China is set to release a flurry of economic data this week, ranging from trade figures on Thursday to inflation, industrial output, fixed-asset investment and retails sales data on Friday – all of which could shed light on the true health of the world’s second-largest economy, especially given the confusion caused by the twin July manufacturing PMIs.
The government’s official PMI index and the HSBC’s measure told two different stories in July. The official measure of factory activity in China showed a slight expansion in July, but a separate, independent survey published at the same time by HSBC showed a “marked deterioration of business conditions faced by Chinese manufacturers.”
The official PMI rose to 50.3 in July from 50.1 in June, suggesting conditions had improved marginally in the manufacturing sector. (A number above 50 indicates expansion.) Meanwhile, the HSBC PMI fell to its lowest level in 11 months, dropping to 47.7 in July from 48.2 in June.
Part of the discrepancy can be explained because the two surveys use different methods to perform seasonal adjustments. The gap between the two indices widened to 2.6 points -- the biggest in 15 months. According to economists at Societe Generale, the two surveys diverge about a third of the time, usually due to differences in these adjustment techniques.
In the past, big gaps were usually mostly due to conspicuously insufficient seasonal adjustments in the official series. But since the second half of last year, the seasonal pattern in China's official reports has greatly diminished. In comparison, the HSBC series now seems to suffer more from seasonality, according to Wei Yao, an economist at Societe Generale.
"Aside from the statistical issue, the HSBC PMI sample is overly represented by small exporters which were hit by rising Chinese yuan, rising wage and sluggish global demand. On the other hand, the government’s PMI is more represented by domestic big enterprises with large exposure to fixed-asset investment," according to Ting Lu and Xiaojia Zhi, China economists at Bank of America Merrill Lynch.
“At this time we should focus on the government’s PMI instead of the HSBC PMI because exports now only contribute 10 percent of China’s GDP,” Lu and Zhi said.
China’s second-quarter GDP growth slowed to 7.5 percent, putting the economy on track for its weakest year since the late 1990s.
July Data Outlook
Thursday – Trade Balance: June’s trade data were far worse than most had expected, with the value of both exports and imports lower than a year before. This slowdown seems to reflect both the weakness of foreign demand and the impact of official efforts to crack down on the use of trade transactions to evade capital controls. Capital Economics’ Mark Williams and Wang Qinwei expect export growth to have rebounded into positive territory in July. Imports probably performed slightly better as well, though a significant rebound is still unlikely given the apparent weakness of domestic demand.
Friday -- Consumer Price Index and Producer Price Index: According to Capital Economics, continued increases in pork and vegetable prices likely have driven consumer price inflation higher in July. Pork prices bottomed out in early May and have risen steadily in the weeks since. Meanwhile, vegetable prices have picked up sharply, with drought in southern China as the immediate cause. By contrast, Williams and Wang expect non-food price inflation to remain stable, as it has been over the last few months. China has had the lowest rate of headline inflation among the BRIC economies in all but 17 of the last 120 months. China’s CPI has averaged 3.1 percent over the last ten years, compared with an average of 5.6 percent in the rest of the emerging world.
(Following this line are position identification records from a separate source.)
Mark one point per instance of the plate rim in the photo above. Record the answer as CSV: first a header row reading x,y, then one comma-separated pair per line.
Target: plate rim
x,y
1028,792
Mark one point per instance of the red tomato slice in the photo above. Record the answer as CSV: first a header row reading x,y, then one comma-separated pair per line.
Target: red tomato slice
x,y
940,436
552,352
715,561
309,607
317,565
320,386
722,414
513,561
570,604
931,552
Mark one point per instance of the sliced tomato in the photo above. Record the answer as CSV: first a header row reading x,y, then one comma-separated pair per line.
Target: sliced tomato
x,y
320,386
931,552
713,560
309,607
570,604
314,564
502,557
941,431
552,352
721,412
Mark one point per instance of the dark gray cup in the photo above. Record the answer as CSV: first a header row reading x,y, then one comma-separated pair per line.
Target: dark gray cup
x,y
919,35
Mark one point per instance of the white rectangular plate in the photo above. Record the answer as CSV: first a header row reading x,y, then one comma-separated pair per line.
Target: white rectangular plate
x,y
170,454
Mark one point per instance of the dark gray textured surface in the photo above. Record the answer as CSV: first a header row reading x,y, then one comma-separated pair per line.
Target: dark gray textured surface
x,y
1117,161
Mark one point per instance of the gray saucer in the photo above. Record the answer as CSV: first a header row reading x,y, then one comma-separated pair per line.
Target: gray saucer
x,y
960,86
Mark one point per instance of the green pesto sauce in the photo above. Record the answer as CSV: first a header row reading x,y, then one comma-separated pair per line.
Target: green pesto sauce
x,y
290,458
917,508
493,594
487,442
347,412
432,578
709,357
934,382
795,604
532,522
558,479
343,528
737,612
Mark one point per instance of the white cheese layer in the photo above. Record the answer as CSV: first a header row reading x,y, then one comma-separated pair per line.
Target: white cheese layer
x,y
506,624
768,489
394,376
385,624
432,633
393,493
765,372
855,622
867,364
Friday -- Industrial Production, Fixed-Asset Investments And Retail Sales: Industrial production growth edged down in June and economists expect it to have been little changed in July. According to Williams and Wang, recent weakness has shown up largely in light industry. The better performance of heavy industry is consistent with recent evidence of an investment recovery seen, for example, in rebounding sales of construction equipment. This may be an early sign that the surge in credit over the past year is finally be feeding into activity. “The fixed investment data will be worth scrutinizing for more signs,” they said. In addition, there’s no convincing evidence yet that consumer spending growth is picking up. Recent survey data show that consumer confidence and appetite to spend have remained low.
Aug. 10-15 -- Bank Lending: Interbank rates rose again in late July. This is typical at the end of a month as banks scramble to meet regulatory requirements. But market worries about a re-run of the cash crunch reappeared nonetheless. China's central bank added cash to the financial system last Tuesday, in an attempt to calm these concerns. The People's Bank of China offered 17 billion yuan ($2.77 billion) of seven-day reverse repurchase agreements, the first injection of that type of funds since February. For July as a whole, the average level of market rates was somewhat higher than during the first five months of this year. “The PBoC provided the funding at much higher costs, indicating no retreat from its stance against excessive credit growth,” Societe Generale’s Wei Yao said.